Two Ways in Which Obamacare Makes Work Less Likely  

Meh, I quit.

Photo by Saul Loeb/AFP/Getty Images

As the debate over the impact of the Affordable Care Act on labor supply continues, it’s worth being excruciatingly clear about the fact that there are two distinct mechanisms through which a welfare state program can lead people to want to work less.

One way—which I don’t think we should worry about even a teeny little bit—is that when people become richer, they become marginally less inclined to spend their time trying to earn more money and marginally more inclined to spend their time doing something else. That’s why 21st-century people don’t work such long hours as 19th-century people, it’s why Social Security and Medicare let people retire, and it’s the thing the Congressional Budget Office says will do the most to reduce labor supply when the Affordable Care Act is implemented.

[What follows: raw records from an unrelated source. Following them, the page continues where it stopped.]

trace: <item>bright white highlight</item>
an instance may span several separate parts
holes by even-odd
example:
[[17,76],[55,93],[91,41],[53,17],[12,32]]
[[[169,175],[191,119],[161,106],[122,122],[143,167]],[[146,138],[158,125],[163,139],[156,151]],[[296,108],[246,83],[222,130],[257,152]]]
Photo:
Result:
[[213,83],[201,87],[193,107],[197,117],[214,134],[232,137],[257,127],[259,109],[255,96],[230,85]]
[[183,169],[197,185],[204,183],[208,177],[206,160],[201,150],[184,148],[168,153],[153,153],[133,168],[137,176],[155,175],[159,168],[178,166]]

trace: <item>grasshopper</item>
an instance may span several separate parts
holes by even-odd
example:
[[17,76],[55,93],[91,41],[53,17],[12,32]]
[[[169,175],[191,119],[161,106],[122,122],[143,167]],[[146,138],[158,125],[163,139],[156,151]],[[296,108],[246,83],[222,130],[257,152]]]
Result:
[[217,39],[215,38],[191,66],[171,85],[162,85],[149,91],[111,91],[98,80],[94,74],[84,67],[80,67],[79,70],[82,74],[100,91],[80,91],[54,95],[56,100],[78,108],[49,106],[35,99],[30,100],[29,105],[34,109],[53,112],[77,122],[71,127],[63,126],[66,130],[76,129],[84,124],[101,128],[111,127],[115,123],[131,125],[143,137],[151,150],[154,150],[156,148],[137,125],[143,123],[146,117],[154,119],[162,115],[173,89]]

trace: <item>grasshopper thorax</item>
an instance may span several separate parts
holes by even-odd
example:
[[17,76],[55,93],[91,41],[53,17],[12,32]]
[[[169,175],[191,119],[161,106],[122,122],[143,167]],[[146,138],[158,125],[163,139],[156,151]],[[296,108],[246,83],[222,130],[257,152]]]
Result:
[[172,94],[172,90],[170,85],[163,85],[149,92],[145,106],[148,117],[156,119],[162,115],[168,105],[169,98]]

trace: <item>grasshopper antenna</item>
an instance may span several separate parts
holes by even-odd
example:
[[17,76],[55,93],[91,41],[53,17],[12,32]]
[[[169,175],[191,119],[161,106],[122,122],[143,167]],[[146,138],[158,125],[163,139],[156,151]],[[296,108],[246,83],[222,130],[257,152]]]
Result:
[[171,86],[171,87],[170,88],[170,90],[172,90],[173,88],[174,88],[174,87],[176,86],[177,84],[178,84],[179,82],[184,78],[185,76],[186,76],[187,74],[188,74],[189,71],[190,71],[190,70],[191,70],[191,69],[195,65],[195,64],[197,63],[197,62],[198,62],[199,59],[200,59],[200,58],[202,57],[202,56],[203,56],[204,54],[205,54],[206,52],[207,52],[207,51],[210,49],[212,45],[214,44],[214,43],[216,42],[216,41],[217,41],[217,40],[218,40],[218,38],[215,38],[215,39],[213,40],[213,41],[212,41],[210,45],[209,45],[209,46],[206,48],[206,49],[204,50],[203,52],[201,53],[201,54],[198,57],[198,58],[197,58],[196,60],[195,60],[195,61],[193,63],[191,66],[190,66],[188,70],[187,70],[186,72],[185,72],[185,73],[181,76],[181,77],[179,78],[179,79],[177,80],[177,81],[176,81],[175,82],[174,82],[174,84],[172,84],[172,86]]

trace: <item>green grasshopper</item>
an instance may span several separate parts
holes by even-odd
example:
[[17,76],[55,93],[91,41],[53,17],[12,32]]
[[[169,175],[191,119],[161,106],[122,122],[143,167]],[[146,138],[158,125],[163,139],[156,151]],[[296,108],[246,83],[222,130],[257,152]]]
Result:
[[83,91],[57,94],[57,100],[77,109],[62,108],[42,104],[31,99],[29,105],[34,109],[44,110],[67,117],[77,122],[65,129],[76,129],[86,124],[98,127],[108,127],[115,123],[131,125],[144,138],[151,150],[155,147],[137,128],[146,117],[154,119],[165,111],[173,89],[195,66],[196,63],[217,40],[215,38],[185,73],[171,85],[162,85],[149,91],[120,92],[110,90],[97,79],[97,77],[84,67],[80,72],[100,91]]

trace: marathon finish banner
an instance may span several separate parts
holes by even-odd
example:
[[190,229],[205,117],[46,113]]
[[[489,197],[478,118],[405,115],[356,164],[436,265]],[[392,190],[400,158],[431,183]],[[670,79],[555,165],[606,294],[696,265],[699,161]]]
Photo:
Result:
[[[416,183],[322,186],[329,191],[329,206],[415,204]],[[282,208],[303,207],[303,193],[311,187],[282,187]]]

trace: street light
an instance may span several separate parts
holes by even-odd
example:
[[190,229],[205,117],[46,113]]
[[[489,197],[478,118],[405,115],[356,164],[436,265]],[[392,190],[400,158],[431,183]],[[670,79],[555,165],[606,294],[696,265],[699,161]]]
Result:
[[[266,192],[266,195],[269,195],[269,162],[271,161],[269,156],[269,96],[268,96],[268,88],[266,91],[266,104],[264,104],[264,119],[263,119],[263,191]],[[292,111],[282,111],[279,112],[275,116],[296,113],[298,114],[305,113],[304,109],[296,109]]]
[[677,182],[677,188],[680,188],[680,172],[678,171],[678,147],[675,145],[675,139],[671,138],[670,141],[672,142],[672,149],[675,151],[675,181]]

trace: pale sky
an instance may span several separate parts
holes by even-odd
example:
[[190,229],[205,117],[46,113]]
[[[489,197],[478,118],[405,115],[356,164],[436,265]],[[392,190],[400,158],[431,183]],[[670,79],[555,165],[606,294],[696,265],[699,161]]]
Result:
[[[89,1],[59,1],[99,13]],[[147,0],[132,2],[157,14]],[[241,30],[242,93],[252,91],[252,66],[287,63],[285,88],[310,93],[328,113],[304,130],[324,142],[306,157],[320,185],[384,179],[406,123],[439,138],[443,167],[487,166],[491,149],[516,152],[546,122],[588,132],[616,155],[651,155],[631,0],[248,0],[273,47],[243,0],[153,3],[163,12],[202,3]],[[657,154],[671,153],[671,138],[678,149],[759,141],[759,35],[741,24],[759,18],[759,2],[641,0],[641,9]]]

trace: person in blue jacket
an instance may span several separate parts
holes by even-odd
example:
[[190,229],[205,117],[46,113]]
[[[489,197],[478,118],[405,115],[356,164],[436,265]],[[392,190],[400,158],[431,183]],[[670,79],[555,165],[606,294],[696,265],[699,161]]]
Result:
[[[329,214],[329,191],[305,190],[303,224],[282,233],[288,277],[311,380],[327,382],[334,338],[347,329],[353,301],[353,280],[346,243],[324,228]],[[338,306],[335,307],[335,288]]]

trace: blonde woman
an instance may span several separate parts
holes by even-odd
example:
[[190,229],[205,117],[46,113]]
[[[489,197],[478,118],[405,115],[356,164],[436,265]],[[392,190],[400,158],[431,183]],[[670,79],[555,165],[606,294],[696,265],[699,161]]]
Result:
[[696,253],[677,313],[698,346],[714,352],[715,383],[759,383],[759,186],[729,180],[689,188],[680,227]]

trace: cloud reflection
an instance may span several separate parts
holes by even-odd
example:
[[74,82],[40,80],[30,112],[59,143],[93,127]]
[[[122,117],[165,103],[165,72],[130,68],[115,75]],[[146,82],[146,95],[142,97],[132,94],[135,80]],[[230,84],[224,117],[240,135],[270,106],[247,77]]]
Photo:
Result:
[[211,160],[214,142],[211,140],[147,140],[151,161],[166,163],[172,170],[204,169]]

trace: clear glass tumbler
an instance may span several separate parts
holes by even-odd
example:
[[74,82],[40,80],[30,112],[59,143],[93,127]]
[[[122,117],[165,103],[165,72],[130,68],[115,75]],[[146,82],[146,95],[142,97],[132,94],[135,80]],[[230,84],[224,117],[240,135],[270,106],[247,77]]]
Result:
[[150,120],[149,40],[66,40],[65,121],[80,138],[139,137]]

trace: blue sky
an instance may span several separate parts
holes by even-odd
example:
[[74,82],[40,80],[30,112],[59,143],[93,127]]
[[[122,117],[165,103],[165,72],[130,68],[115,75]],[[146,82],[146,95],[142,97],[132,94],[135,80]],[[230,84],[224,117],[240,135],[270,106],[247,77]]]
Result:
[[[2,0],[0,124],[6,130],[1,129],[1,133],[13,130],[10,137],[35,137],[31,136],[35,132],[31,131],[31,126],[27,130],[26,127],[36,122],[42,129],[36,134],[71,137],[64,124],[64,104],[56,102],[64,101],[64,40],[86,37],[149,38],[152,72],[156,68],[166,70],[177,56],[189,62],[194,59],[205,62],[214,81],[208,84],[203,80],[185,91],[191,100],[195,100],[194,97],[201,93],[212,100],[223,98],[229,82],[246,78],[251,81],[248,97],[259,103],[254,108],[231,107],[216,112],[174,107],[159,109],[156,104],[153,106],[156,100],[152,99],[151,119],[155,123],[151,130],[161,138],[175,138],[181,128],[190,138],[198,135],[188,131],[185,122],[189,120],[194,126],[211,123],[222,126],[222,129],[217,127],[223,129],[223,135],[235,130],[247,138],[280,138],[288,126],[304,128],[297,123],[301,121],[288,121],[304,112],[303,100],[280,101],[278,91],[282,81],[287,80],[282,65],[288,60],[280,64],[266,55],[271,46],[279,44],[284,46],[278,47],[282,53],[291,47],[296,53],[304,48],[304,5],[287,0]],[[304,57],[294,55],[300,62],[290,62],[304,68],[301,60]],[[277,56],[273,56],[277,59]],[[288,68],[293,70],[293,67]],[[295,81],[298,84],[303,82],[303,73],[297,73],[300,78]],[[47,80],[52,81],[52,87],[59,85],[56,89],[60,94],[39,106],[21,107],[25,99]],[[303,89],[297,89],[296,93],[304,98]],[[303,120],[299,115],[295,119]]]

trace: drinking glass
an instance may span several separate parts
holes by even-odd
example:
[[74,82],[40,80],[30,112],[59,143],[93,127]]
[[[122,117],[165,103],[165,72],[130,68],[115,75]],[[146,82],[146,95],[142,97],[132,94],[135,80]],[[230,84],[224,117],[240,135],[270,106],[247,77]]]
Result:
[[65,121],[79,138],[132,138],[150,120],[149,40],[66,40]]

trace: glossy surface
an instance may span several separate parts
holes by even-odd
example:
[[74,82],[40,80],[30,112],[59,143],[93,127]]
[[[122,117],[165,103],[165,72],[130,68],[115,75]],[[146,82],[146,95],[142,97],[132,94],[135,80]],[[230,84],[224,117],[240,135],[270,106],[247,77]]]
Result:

The other way, which is absolutely worth worrying about, is that means-tested benefit programs operate as a de facto income tax. The boss asks you to pick up an extra shift per week. So you do the math. The bad news about working the extra shift is that you’ll have to spend more time at work. The good news is that you’ll have more money. But the value of that extra money is partially rolled back by the reduction in premium subsidies.

Those impacts are genuinely worth worrying about. In principle, you could avoid them altogether by making all social welfare programs flat benefits with no phase-outs. But of course it’s no mystery why the Affordable Care Act phases out its subsidies. Eliminating the phase-outs would make the program much more expensive. When it comes to programs that are currently structured to avoid work disincentives, programs such as Social Security and Medicare, conservatives generally offer the criticism that it is wasteful to be spending so much money on welfare state programs for Warren Buffett and Bill Gates. After all, they hardly need public funding for their retirement.

There is merit to both viewpoints on the proper design of welfare state programs. You can either make them “excessively generous” and spend money on people who don’t really need it, or you can create these phase-out issues. One nice thing about being a very strict libertarian is that you can make this dilemma go away by just saying that there should be no public programs to help anyone in any circumstances. One bad thing about adopting that viewpoint is you’ll create a world with lots of avoidable suffering.